Download the RDP 8.1 update (KB2923545 for Win7/8) or RDP 10.0 CAB from Microsoft Update Catalog, then:

expand -r *.cab C:\RDPExtract
regsvr32 C:\RDPExtract\mstscax.dll

The "Active Setup" Conflict

Sometimes, Windows blocks RDP connections if an installation process is already hanging or if the "Active Setup" for a user profile is corrupted.

  1. Clear Pending Installs: Check HKEY_LOCAL_MACHINE\SYSTEM\CurrentControlSet\Control\Session Manager for a key named PendingFileRenameOperations. If present, back it up and delete it.
  2. Disable UAC Remote Restrictions: If UAC (User Account Control) is enabled, local accounts may be blocked from remote installs.
    • Navigate to: HKEY_LOCAL_MACHINE\SOFTWARE\Microsoft\Windows\CurrentVersion\Policies\System
    • Create a new DWORD: LocalAccountTokenFilterPolicy
    • Set value to 1.
    • This allows the remote admin token to function correctly for installations.

Solution 5: Disable Third-Party Shell Extensions (Explorer Crash Fix)

Because mstsc.exe runs as a child process of explorer.exe, a buggy shell extension can cause the RDP client to fail with code 0x904. The primary culprits are NVIDIA Display Container LS and Intel Graphics Shell Extension.

Temporary fix (to test):

  1. Kill Explorer: Press Ctrl + Shift + Esc to open Task Manager.
  2. Find Windows Explorer, right-click it, and select End task.

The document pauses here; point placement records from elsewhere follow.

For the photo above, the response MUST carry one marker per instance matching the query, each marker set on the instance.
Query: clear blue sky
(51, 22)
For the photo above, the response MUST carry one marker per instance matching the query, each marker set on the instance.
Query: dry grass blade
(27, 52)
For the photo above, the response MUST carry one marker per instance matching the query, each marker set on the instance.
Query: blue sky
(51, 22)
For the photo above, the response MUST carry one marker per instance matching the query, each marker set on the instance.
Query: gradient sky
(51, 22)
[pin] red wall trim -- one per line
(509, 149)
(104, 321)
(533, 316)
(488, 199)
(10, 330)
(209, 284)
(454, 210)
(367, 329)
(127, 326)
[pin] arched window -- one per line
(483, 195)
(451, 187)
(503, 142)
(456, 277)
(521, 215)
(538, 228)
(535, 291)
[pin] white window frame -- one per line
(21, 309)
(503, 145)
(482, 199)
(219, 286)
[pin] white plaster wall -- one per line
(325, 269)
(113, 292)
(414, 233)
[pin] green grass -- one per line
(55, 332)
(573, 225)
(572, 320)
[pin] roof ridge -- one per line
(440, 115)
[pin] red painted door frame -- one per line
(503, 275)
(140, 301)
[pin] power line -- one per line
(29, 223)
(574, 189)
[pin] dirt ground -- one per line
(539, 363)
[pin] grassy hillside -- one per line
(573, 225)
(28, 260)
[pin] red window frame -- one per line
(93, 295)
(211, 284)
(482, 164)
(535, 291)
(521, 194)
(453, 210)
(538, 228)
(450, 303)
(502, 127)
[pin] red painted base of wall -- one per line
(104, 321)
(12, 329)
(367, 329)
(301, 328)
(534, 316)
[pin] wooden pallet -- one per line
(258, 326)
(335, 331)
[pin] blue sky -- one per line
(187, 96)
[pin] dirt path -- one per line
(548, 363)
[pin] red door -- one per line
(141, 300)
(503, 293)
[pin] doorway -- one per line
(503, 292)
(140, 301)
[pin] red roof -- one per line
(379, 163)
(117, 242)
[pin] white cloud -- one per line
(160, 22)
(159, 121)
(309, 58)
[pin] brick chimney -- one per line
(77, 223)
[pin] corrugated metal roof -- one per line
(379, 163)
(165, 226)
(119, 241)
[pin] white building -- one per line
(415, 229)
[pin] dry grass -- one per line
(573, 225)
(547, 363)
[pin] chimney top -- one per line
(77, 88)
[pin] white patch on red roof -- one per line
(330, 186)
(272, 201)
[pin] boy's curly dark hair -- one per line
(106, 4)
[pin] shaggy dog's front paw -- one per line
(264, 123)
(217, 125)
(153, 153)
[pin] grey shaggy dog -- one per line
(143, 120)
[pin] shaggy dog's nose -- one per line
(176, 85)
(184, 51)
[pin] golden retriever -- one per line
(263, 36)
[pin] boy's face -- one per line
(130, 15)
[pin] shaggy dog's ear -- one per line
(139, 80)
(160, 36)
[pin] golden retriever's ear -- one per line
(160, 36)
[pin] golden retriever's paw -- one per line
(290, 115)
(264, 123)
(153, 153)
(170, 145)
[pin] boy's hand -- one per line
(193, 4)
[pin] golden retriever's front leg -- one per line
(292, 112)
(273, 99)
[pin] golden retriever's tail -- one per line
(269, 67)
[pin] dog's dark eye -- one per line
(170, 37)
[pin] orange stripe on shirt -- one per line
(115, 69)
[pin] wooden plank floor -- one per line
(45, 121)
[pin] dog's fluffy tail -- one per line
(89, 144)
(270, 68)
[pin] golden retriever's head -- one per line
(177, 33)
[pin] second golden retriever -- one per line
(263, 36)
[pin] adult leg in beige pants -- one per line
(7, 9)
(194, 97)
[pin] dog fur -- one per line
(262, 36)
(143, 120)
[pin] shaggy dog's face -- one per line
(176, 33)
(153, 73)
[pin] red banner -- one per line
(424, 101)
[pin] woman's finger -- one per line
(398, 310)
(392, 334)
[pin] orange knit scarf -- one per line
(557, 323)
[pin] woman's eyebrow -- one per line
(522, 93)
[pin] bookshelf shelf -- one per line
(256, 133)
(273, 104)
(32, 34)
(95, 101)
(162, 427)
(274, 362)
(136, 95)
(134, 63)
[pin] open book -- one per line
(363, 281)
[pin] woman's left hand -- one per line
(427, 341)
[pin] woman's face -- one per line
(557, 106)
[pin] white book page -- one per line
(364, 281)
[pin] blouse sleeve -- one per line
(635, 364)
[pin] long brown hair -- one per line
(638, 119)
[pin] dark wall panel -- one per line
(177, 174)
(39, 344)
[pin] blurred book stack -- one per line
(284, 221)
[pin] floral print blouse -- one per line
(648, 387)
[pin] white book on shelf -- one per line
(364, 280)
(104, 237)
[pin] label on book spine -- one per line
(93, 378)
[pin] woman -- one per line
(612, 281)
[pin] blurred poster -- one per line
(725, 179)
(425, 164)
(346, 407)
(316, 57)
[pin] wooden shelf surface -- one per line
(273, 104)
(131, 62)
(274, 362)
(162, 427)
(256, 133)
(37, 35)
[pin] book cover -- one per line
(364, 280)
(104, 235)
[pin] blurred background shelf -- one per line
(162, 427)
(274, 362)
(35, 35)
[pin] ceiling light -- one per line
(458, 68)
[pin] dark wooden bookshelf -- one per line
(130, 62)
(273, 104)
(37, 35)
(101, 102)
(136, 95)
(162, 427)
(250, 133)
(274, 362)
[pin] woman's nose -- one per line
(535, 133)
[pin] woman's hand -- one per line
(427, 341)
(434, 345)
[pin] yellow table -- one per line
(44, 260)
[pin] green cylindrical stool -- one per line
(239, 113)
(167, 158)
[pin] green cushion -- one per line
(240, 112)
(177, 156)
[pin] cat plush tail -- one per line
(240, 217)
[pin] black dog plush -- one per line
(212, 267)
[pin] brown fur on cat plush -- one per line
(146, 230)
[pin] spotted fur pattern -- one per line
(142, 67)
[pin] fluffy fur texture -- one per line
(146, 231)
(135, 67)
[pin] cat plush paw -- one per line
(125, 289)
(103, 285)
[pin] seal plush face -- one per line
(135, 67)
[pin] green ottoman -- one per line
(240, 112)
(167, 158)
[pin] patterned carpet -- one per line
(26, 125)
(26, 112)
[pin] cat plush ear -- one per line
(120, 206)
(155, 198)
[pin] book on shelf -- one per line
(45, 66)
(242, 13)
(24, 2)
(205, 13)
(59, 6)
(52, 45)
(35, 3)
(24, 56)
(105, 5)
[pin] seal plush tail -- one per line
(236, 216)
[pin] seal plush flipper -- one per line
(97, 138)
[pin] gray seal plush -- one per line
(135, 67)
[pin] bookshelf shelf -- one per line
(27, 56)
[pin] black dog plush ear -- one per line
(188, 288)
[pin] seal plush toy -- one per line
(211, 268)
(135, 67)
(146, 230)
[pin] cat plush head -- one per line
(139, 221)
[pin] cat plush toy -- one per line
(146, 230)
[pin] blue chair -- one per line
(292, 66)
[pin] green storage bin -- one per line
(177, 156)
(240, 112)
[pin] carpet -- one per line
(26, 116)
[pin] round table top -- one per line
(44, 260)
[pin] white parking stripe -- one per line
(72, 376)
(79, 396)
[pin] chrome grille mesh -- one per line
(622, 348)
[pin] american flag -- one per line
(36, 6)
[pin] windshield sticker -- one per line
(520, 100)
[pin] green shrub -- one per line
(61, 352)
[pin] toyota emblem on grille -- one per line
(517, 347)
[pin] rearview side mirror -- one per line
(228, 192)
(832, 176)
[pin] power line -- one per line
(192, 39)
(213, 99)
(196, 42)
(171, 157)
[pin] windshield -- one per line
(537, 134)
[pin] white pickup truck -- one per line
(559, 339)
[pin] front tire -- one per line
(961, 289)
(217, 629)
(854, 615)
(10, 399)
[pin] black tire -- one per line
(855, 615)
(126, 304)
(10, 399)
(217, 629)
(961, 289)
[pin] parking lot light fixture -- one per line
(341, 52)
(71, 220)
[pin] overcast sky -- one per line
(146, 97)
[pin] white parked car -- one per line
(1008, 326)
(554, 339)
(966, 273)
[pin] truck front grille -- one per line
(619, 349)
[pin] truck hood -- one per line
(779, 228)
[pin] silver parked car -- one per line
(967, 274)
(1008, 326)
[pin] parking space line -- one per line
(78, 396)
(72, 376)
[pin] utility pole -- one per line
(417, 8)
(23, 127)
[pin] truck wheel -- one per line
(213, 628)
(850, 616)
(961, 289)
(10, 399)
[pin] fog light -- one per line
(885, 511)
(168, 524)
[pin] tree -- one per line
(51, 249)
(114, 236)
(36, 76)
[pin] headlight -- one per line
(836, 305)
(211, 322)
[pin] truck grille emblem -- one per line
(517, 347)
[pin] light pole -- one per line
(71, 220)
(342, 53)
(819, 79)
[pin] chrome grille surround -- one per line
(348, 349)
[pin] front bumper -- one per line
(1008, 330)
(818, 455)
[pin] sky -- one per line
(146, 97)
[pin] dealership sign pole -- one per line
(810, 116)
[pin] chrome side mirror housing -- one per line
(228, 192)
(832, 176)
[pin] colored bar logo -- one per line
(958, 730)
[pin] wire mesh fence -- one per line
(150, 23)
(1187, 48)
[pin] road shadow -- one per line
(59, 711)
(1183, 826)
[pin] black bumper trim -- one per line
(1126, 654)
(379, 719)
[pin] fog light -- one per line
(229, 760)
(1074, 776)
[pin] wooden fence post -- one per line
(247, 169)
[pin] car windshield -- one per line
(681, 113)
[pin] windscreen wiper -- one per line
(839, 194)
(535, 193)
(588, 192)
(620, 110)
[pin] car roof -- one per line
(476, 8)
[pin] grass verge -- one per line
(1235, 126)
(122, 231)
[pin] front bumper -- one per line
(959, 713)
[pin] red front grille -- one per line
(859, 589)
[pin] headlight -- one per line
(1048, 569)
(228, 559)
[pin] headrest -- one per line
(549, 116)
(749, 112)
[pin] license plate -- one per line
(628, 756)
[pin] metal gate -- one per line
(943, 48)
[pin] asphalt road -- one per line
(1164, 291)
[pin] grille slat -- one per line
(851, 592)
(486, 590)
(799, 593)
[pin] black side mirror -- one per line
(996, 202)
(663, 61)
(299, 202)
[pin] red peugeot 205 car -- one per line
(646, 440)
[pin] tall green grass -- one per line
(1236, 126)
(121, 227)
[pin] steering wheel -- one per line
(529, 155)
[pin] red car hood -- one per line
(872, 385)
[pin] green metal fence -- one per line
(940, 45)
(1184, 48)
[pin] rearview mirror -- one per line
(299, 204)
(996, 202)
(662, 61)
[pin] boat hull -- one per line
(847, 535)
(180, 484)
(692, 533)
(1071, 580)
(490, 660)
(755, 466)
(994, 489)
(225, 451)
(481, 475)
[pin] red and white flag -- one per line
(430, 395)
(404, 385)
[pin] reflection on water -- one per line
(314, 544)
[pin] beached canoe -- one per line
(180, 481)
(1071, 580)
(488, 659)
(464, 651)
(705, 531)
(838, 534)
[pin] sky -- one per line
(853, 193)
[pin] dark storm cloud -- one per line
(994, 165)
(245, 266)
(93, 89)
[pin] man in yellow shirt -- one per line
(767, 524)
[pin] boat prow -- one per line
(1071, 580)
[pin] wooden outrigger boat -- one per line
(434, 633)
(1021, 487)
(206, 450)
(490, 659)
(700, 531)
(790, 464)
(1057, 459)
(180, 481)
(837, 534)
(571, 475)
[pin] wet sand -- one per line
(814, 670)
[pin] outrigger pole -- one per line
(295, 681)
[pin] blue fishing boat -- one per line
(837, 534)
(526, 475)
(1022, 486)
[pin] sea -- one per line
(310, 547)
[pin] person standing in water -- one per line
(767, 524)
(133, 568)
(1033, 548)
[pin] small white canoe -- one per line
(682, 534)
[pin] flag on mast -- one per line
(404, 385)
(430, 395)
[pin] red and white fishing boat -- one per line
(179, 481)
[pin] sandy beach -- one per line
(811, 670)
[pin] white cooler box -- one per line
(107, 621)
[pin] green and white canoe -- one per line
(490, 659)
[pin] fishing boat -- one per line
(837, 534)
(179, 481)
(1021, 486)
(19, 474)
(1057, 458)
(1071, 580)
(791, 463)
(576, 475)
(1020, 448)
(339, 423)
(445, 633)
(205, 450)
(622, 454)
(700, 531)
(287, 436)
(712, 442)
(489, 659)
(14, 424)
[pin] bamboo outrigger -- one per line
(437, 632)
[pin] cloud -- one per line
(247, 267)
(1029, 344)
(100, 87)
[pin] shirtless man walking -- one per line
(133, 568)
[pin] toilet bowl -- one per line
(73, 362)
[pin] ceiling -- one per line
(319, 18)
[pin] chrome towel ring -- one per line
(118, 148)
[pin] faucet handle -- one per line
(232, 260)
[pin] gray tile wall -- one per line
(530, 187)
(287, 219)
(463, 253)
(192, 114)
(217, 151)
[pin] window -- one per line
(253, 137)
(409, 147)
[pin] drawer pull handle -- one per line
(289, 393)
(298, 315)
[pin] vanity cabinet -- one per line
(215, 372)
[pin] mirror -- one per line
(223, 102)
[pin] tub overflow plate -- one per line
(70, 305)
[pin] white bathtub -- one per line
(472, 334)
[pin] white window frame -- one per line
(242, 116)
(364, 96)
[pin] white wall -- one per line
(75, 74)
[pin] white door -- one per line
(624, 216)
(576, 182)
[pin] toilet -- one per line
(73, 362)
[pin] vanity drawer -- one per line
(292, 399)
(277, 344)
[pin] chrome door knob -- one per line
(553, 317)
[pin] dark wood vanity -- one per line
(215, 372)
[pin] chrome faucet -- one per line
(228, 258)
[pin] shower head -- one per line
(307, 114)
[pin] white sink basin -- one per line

Your taskbar and desktop will disappear.
  3. In Task Manager, click File > Run new task.
  4. Type mstsc.exe and check "Create this task with administrative privileges".
  5. The RDP client should open without the 0x904 error. If it works, a shell extension is the cause.

Permanent fix: Use Autoruns from Microsoft Sysinternals to disable all non-Microsoft shell extensions.